Cop Out
February 26, 2010

There’s a scene early in Cop Out—the second half of the first one, actually—that’ll tell you right away how you’re going to get along with the rest of it. Crazy (but apparently smart) detective Paul Hodges (Tracy Morgan) coerces his partner Jimmy Monroe (Bruce Willis) into letting him take the lead in the interrogation of a low-level flunky in a drug empire. Paul enters the room and proceeds to rip off lines from probably a dozen different movies while Jimmy, on the other side of the one-way glass, lists off what it is Paul is referencing. This is tedious enough by itself, but the staging—extreme close-ups on Morgan shticking intercut with shots of Willis listing off movie titles while looking off-camera, up against a blank brick wall—takes the tedious and sinks it into the realm of the inept. Cop Out never recovers.
The scene is curious for another reason: only it and one or two other jokes bear the distinct voice of Kevin Smith, who in Cop Out is directing his first movie written by someone else. I would call the rest of the film “rote,” but it does not even put that much work in; Cop Out assumes you have seen as many buddy-cop movies as its creators have, and allows that shared cultural knowledge to do most of the work.

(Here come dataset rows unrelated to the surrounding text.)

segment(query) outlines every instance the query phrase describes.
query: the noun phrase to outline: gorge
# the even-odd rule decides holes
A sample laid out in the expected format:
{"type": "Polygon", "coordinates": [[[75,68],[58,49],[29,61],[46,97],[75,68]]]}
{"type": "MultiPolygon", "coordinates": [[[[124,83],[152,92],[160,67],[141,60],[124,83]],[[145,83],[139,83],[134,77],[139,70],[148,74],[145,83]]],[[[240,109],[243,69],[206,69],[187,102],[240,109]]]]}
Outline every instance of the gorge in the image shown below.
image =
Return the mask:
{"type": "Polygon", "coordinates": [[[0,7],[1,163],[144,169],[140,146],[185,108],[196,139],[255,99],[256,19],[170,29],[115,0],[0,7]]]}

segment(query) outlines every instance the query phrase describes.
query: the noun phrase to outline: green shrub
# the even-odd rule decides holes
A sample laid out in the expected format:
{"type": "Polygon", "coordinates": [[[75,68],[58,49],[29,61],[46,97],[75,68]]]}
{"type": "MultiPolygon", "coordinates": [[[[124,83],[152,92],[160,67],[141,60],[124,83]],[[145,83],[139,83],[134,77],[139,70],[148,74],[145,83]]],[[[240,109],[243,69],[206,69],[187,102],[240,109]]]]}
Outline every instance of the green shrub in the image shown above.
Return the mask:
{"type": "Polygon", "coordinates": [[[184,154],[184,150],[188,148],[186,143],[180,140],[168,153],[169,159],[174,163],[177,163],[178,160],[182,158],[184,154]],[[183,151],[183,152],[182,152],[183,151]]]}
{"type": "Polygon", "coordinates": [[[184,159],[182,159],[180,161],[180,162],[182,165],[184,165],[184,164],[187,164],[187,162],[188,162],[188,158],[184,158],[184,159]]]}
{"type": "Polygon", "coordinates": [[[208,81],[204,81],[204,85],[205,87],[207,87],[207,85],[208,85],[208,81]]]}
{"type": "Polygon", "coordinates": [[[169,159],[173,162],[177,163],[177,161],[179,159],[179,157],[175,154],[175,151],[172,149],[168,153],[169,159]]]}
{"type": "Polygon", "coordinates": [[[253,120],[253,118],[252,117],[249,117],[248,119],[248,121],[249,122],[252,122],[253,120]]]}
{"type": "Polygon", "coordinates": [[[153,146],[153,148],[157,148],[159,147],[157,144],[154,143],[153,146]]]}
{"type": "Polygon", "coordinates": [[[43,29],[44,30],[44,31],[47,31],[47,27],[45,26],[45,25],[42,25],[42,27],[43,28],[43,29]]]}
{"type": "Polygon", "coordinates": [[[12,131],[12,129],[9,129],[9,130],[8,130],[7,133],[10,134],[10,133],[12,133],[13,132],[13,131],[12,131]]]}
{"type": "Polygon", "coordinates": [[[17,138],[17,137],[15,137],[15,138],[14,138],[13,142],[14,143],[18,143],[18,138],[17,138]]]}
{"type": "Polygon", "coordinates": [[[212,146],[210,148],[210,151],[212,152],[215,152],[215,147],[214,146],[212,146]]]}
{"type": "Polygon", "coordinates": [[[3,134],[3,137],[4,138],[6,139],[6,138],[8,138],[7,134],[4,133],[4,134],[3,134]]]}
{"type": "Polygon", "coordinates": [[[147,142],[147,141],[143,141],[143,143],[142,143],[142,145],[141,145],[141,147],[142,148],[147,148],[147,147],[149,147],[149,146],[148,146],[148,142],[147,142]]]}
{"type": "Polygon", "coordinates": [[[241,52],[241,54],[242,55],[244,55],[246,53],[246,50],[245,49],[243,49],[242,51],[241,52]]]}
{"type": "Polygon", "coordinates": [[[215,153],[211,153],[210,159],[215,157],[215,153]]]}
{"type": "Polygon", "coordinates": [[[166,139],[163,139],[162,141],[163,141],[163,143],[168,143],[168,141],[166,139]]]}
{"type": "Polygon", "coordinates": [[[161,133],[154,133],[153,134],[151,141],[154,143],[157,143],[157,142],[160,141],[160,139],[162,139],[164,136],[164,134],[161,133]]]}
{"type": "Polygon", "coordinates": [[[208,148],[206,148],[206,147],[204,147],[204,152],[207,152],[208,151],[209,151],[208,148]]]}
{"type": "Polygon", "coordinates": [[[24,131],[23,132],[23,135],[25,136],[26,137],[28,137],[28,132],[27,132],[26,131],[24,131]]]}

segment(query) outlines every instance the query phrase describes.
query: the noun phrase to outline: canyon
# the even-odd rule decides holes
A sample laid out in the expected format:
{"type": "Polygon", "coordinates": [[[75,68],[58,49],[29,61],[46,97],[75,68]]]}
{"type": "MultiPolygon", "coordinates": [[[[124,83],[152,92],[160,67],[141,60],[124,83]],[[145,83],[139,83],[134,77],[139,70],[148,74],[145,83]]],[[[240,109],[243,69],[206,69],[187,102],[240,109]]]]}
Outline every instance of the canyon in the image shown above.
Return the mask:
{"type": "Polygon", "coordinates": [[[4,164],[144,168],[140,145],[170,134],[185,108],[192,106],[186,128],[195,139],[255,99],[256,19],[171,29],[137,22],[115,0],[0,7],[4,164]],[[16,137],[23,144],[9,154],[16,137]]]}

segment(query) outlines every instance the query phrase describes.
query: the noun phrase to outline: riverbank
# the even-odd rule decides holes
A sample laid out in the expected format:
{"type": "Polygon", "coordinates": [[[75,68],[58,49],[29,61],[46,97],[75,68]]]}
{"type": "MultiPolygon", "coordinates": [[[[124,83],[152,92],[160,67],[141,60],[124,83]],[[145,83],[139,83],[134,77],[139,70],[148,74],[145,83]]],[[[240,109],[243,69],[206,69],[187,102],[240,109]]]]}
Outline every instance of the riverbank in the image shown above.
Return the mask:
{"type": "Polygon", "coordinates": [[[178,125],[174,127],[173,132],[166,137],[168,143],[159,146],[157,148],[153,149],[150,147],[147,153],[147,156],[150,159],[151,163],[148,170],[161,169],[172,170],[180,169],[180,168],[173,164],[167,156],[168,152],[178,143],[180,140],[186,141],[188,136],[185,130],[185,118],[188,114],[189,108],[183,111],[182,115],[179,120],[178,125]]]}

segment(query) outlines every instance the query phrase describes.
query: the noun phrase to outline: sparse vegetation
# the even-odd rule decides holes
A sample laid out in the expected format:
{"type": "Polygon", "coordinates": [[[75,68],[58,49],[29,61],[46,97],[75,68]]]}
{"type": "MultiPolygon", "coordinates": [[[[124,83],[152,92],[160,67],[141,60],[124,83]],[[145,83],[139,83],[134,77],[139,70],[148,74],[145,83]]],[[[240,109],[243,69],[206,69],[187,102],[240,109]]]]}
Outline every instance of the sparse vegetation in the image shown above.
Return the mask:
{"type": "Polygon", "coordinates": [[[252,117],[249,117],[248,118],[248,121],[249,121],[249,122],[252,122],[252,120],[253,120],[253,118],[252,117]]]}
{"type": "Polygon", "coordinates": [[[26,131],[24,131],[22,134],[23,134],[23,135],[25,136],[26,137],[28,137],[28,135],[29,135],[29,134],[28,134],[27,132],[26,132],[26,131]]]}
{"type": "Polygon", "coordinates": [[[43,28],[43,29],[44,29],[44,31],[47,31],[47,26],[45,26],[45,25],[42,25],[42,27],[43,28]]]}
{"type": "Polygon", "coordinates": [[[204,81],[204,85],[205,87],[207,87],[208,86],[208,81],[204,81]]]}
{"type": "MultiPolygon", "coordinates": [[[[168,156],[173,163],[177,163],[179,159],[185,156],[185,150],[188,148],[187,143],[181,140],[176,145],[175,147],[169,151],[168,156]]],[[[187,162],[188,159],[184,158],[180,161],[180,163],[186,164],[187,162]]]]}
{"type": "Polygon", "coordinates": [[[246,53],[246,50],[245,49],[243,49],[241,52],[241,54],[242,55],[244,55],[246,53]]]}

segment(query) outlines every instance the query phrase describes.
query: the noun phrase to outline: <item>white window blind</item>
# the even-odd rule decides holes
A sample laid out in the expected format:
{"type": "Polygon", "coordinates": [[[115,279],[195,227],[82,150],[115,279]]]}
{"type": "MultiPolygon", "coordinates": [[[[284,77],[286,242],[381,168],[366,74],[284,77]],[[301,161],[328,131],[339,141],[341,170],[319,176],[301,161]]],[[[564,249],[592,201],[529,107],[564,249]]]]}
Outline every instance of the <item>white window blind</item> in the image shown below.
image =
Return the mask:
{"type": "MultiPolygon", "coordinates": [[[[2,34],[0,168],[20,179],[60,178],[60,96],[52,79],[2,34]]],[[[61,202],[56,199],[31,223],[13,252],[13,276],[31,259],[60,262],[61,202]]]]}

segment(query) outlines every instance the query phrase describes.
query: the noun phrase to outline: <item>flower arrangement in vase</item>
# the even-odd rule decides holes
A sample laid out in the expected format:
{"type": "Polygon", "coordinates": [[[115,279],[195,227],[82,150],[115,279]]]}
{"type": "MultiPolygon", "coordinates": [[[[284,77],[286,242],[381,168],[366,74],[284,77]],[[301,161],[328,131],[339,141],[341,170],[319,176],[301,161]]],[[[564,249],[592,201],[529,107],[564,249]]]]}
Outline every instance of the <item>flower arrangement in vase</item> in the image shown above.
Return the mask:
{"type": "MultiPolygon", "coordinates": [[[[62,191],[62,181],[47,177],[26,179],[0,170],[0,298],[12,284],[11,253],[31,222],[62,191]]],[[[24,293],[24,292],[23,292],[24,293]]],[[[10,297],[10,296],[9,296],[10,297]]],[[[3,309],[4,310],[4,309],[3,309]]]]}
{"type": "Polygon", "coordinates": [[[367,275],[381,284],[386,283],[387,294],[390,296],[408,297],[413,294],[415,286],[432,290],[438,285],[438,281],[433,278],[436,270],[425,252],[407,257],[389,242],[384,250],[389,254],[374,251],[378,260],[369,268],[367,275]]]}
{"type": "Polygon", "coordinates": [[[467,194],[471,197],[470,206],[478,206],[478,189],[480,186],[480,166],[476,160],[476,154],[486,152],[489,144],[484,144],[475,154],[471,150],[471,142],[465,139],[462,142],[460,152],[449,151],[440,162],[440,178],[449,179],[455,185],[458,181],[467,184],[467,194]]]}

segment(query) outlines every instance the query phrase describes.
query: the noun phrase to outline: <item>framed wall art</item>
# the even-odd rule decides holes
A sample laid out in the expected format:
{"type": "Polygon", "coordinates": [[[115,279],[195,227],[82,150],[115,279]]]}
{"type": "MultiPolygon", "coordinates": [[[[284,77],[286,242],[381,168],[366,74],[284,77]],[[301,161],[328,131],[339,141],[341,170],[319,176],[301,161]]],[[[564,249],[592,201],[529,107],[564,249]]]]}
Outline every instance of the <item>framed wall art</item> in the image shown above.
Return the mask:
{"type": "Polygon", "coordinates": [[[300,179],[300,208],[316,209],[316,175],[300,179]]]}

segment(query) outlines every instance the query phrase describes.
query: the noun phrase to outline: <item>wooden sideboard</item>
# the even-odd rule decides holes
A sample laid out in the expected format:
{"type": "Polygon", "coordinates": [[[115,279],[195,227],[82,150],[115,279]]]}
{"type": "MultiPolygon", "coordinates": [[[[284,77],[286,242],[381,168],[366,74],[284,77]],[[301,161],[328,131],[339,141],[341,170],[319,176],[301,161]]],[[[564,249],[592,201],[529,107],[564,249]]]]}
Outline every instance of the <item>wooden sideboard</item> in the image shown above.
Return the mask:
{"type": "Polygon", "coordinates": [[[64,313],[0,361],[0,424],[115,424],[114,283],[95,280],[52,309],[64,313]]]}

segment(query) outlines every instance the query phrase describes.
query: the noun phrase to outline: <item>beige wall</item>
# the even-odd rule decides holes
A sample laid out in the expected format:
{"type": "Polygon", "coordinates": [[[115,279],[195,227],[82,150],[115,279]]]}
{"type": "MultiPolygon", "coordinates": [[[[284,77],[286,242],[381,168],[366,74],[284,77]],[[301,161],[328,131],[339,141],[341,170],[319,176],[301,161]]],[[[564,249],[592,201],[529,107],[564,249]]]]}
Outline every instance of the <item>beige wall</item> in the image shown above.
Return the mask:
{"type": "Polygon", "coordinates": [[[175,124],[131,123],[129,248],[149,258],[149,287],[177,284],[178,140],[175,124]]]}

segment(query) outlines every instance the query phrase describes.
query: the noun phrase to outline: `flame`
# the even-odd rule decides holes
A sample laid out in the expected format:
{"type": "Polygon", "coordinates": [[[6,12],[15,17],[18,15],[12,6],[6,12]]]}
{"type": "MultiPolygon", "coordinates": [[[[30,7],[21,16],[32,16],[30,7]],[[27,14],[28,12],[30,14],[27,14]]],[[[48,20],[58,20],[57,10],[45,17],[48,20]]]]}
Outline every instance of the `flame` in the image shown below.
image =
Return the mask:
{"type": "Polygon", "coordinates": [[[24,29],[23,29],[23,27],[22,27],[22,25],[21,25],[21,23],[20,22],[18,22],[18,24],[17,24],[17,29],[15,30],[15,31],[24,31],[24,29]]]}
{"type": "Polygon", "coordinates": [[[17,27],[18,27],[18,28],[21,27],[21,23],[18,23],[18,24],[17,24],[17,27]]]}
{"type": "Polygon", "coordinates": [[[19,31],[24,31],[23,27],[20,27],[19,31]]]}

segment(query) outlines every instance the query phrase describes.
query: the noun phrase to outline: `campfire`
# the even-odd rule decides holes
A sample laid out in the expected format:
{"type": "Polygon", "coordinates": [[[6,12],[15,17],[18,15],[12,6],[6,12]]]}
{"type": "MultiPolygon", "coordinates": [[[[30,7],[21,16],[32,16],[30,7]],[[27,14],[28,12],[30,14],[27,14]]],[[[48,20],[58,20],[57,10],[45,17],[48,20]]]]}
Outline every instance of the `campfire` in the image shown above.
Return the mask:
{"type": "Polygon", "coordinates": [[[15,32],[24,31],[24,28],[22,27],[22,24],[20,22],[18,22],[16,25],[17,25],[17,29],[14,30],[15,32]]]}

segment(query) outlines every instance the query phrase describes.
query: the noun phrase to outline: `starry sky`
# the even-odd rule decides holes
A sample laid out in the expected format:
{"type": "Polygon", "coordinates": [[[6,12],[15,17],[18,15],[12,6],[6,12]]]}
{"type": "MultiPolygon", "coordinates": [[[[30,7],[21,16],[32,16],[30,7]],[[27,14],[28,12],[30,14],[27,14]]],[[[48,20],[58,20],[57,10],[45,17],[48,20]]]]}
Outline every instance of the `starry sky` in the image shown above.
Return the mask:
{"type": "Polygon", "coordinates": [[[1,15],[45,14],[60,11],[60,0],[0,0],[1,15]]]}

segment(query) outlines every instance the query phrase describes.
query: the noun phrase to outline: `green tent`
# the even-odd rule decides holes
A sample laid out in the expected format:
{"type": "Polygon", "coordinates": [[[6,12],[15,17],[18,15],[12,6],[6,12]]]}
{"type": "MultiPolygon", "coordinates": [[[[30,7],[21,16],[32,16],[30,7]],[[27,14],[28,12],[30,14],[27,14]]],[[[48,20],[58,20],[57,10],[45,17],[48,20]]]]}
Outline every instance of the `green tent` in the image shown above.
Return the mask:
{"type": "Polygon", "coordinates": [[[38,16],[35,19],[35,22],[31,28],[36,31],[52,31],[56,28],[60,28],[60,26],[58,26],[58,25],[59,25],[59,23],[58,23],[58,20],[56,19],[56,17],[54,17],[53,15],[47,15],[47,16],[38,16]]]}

In brief: Paul and Jimmy majorly botch an investigation into a drug ring operating in Brooklyn. They’re suspended for one month (complete with gun-and-badge turn-in) without pay, which sucks for Jimmy, who’s looking for a way to fund his daughter’s extravagant wedding. (It never occurs to him to tell his daughter that a $50,000 wedding may be somewhat exorbitant.) Paul thinks his wife is cheating on him. And when Jimmy tries to sell a rare baseball card to fund the wedding, he finds himself involved with the drug ring again. Which is certainly one way to have your B-plot loop back into your A-plot.
There’s also some business with a tweaker cat burglar (Seann William Scott) and some rival detectives (Kevin Pollak and Adam Brody), but they exist only to remind everyone how much funnier Cop Out should be.
And it should be. This is a jokey buddy-cop movie starring Tracy Morgan and Bruce Willis. Morgan’s made a name for himself doing exactly this kind of shtick on Saturday Night Live and 30 Rock, and Bruce Willis epitomizes the cop movie of the last 20 years. And though Smith has been trending downward since Chasing Amy, even the otherwise-abysmal Clerks 2 had some funny moments amid the dreadfully aimless scatology.
Some of the blame lies with writers Robb and Mark Cullen, no doubt, who together have a mostly unremarkable track record writing mostly unremarkable television. There is nothing special about this script, its people or its dialogue; it’s hard to imagine that anyone at any point in the film’s development process felt enthusiastic about it. The film’s tortured history—several roster changes both behind and in front of the camera—only further underlines its red-headed stepchild status. I can only assume it was finished on a dare, and that at no point in the film’s history did anyone give much of a damn about it.
And that raises the question: if you’re going to pick Kevin Smith to do one of the two things he does for your movie, why on God’s green earth would you want him to direct? Smith’s movies are infamous for being of the “point the camera at the talking people” school of directing; it was always the dialogue that kept his work afloat. But no, in Cop Out we have the funny writer directing and the unfunny guys writing. Whose idea of success was that? If only Cop Out had kept A Couple of Dicks as its title. That, at least, is clever.